Бежали, например, родители Ленни – Залман и Ида, но для Ленни – просто папа и мама. Они снова сделались евреями и уехали в Израиль, чтобы выращивать маслины вместе с другими, еще более дальними, родственниками Ангрушей – теми, кто пытался вернуть семитов на истинно семитский путь и построить новый еврейский мир на пустынном фундаменте из осколков прошлого, на зыбкой почве ветхозаветных премудростей. Убежище от политики ХХ века таилось внутри политики VI века до нашей эры: к чему рисковать и втягиваться в нынешнюю войну, если еще есть шанс возобновить войну прошлых эпох? Родители спросили, не хочет ли он поехать вместе ними. Ленни ответил, что не хочет, и они уехали, не дождавшись, когда он окончит Куинс-колледж. На церемонии вручения дипломов их стулья пустовали.

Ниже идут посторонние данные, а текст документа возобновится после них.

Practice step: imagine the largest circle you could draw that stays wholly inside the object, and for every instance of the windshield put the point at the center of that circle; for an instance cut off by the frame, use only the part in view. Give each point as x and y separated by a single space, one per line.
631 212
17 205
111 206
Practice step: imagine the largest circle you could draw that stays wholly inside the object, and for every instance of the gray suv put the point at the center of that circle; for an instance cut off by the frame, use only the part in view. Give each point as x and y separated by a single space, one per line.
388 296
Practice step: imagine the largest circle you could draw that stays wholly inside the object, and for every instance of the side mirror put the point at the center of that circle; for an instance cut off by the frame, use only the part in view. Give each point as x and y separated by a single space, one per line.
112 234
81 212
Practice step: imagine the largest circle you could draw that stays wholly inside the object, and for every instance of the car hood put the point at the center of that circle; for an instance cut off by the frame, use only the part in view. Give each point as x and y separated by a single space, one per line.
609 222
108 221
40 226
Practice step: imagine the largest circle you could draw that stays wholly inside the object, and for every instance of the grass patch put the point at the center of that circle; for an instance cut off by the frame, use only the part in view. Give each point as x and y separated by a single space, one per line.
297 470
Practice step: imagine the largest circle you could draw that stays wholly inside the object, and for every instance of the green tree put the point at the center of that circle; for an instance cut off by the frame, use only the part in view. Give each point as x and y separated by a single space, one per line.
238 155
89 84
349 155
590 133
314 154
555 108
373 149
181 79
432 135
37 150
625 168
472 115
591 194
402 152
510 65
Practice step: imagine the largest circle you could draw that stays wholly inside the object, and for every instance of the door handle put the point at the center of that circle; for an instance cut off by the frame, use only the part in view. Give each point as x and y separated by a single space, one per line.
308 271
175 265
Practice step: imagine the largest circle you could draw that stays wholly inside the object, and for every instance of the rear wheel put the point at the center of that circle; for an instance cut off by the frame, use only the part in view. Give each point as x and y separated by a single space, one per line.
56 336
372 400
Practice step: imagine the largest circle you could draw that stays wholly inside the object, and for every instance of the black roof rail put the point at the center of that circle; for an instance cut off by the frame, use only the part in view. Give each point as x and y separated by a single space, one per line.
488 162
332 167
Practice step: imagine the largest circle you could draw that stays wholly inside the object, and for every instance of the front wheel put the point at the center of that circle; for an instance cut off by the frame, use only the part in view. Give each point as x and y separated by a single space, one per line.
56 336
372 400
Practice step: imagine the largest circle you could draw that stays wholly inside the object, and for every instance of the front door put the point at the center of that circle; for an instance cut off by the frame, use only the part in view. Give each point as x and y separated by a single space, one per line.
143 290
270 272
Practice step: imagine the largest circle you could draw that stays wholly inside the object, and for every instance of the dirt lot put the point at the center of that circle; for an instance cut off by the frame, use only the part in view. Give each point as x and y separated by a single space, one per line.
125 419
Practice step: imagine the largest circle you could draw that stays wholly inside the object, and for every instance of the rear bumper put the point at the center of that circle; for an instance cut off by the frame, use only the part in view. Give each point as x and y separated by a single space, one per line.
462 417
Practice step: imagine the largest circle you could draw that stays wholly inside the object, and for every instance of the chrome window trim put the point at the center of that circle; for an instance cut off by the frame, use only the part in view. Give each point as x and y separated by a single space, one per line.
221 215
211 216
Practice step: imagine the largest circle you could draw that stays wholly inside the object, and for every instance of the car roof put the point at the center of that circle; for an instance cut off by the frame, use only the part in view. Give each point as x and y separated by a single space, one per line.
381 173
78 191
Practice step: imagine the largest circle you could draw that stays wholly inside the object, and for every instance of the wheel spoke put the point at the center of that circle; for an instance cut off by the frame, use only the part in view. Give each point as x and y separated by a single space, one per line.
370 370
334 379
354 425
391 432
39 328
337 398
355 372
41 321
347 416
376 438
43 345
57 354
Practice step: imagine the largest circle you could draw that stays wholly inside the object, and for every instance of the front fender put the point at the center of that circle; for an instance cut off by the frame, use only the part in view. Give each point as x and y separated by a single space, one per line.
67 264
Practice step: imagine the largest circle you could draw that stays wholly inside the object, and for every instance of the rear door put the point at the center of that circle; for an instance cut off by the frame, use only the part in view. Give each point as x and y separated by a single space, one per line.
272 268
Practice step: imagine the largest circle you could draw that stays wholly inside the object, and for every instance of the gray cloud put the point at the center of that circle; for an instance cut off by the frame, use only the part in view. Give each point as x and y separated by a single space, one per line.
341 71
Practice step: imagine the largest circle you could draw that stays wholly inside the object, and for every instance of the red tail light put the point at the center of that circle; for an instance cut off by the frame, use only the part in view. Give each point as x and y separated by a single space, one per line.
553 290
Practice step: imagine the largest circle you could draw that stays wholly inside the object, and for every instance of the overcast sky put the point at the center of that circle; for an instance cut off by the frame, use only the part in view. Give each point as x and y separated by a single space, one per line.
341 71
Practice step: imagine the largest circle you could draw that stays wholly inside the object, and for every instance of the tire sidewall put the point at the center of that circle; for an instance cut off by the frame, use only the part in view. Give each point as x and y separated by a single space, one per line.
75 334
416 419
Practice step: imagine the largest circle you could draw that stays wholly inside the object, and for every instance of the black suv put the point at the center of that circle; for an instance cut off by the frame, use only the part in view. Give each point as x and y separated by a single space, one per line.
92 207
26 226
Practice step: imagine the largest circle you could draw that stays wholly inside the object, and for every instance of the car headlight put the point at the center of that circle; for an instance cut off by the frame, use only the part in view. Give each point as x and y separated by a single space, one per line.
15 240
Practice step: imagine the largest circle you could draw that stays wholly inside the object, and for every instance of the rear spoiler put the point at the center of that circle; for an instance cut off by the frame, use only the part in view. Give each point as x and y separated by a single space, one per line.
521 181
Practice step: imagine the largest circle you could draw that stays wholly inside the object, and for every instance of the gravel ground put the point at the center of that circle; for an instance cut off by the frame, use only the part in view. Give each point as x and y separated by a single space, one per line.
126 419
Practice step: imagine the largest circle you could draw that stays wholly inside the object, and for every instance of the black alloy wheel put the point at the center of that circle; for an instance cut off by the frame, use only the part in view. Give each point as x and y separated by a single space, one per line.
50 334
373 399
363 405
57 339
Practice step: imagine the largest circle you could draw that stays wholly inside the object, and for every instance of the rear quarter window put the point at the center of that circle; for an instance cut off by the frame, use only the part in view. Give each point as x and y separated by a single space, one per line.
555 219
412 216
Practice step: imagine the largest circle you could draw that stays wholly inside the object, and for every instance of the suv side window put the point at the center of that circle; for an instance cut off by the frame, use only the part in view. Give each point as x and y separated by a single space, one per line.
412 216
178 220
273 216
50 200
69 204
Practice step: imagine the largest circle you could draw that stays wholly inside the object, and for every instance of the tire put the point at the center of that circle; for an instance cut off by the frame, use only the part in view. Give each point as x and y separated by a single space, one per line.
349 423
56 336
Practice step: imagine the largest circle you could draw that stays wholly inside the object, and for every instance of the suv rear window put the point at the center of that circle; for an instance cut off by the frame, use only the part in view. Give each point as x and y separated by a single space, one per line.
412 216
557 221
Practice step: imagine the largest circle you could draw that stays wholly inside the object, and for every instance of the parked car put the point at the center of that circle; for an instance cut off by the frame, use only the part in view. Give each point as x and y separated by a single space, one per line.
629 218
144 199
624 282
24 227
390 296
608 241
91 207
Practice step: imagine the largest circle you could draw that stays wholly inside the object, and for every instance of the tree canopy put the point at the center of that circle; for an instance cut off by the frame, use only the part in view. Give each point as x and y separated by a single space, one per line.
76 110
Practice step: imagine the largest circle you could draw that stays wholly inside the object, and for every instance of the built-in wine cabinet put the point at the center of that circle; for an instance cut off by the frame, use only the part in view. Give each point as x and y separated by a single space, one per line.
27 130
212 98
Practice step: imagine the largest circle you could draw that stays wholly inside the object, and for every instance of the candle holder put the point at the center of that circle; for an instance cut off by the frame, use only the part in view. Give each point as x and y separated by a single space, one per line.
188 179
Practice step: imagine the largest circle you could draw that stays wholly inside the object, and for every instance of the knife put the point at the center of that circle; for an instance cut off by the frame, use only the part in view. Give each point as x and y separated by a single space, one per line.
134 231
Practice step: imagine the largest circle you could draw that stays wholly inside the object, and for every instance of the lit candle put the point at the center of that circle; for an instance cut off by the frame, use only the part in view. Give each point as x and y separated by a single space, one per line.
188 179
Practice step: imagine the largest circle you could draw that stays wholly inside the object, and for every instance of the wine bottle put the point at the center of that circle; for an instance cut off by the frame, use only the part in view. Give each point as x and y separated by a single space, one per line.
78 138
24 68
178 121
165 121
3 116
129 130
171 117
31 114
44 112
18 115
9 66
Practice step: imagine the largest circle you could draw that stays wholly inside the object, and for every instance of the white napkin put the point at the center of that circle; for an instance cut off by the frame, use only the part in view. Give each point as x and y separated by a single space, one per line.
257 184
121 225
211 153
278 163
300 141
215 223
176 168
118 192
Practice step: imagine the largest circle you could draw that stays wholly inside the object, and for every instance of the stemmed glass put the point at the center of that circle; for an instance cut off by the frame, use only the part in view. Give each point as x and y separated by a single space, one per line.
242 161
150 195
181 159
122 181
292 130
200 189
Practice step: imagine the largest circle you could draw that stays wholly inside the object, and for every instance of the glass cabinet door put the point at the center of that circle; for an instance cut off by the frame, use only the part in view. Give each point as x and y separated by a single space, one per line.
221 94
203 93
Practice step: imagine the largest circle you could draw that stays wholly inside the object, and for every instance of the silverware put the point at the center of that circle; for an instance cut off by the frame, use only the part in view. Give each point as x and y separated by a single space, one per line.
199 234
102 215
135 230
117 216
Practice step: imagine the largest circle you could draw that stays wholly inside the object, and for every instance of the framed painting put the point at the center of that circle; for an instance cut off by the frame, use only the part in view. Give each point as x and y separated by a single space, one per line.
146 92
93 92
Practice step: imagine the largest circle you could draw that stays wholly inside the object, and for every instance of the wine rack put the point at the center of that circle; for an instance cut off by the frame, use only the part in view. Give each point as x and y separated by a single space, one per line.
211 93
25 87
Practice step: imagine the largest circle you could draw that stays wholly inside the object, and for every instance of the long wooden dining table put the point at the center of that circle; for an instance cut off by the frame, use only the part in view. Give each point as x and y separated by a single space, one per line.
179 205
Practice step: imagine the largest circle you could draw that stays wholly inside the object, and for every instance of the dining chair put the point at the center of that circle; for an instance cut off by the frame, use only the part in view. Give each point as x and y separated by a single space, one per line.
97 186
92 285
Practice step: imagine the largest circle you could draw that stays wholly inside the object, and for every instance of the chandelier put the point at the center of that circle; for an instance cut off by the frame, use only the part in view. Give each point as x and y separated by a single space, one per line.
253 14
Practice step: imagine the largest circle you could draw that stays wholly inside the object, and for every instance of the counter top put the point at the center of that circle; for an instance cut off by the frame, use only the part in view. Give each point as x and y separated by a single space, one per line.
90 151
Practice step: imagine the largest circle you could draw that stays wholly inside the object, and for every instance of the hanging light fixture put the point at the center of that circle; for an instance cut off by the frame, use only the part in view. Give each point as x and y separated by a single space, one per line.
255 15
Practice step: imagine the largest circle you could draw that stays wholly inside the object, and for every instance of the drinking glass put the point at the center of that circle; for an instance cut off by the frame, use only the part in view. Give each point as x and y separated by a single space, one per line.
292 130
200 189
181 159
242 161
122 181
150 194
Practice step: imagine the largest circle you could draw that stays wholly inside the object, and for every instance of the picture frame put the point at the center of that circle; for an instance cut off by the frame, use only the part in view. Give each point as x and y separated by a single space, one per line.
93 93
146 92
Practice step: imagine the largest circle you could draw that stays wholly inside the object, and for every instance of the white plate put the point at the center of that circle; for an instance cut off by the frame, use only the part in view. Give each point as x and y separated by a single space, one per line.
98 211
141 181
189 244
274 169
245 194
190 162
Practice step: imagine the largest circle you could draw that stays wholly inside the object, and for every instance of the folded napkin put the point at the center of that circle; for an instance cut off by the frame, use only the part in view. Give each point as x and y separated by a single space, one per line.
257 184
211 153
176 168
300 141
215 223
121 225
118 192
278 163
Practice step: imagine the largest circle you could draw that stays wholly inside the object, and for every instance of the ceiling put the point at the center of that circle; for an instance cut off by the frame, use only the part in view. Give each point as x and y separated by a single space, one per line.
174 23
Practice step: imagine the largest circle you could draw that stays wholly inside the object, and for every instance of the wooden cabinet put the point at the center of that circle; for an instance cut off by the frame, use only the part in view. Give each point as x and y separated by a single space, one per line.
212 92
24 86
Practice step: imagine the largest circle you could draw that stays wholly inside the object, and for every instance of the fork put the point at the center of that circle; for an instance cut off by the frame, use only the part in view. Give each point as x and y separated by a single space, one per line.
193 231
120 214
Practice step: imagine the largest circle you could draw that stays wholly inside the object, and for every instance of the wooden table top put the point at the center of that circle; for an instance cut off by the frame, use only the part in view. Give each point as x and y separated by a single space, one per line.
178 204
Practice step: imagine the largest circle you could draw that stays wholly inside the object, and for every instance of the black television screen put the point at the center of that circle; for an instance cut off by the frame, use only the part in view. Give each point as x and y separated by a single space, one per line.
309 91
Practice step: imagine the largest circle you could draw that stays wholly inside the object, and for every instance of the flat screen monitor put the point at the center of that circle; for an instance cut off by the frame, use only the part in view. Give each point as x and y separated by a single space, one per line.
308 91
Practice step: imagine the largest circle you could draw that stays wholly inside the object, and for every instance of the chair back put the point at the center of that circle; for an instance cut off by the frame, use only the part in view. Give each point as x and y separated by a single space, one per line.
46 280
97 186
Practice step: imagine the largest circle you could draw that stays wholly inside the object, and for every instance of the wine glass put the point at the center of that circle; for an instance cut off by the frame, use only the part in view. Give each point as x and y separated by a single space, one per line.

Не прошло и месяца, как в дом Ангрушей на Паккард-стрит вселились ирландцы – муж с женой. Ленни мог бы испариться оттуда уже тогда, бежать из Саннисайд-Гарденз при виде того, как чужие люди обживают дом, где прошло его детство, как отдирают еще одну мезузу (только на этот раз дыра в дверном косяке была тщательно замазана и выкрашена новенькой зеленой краской, так что и следов никаких не видать). О родителях он начисто забыл. И в этот образовавшийся провал памяти, принося облегчение, обрушилась тишина, накрывая собой все, что только способна накрыть тишина: все, кроме лиц. Эти лица остались, как стойкие карстовые воронки, куда можно спрятать угрызения совести. А новые бывшие коммунисты, которых, в отличие от родителей Ленни, по-прежнему сюда тянуло, провоцировали его на высказывания об их недавних политических воззрениях – воззрениях, которых они придерживались пару десятилетий, а потом в одночасье предали. Ленни мог бы раствориться в городской массе, как тысячи других людей. В двадцать четыре года он был еще достаточно молод, чтобы сделать вид, будто все это просто навязали ему родители. У него уже появилась кое-какая работенка, связанная с монетами. Он мог бы поселиться в каком-нибудь молодежном пансионе, выработать для себя такие маршруты, чтобы вообще никогда не показываться в Саннисайд-Гарденз.
В 1956 году благодаря Хрущеву Ленни в любом случае пережил бы свое третье рождение. Не важно, бежал бы он или остался. Однажды летним вечером он стоял в саду – в кои-то веки не в своей, или Розиной, или еще чьей-нибудь гостиной, где проходили официальные и неофициальные собрания, а именно в саду, в этом Саду Садов, среди пестрой коммунальной мешанины из цветочных клумб и овощных грядок, где местами лежал надпочвенный покров, а кое-где были высажены молодые деревца, обещавшие в будущем дарить тень. Ленни вышел поглядеть на звезды и выкурить сигарету: не будучи бережливым, в то лето он пристрастился к курению, хотя довольно скоро отказался от этой привычки, пожертвовав ею в пользу аскетизма, наряду со многими другими ненужными глупостями, вроде парных носков, жидкости для полоскания рта, зонтиков и прочих буржуазных причуд. Он стоял между грядками с морковью и репой (можно подумать, на дворе все еще военное время и продукты продают по карточкам!), а неподалеку виднелась клумба с карликовыми розами, над которой качалась старая шина, подвешенная к самой крепкой ветке самого старого дерева. Ленни стоял, выпуская дым в сторону мигающих и немигающих звезд, в сторону движущихся крестиков – самолетов, идущих на посадку в Ла Гуардия или Айдлуайлд. Отсюда, из самого центра городского квартала, специально спроектированного и построенного как царство общего согласия, Ленни слышал голоса. Люди ссорились, срывались на крик отчаяния, отрекались от данных обетов. В то лето повсюду из распахнутых кухонных окон раздавались эти голоса: их нетрудно было расслышать, если настроиться на нужный лад – образно говоря, вынуть из ушей беруши. Всюду велись эти отчаянные споры с историей, с судьбой, с собственными душами. Американский коммунизм, рождавшийся некогда в гостиных, отправился теперь умирать на кухни.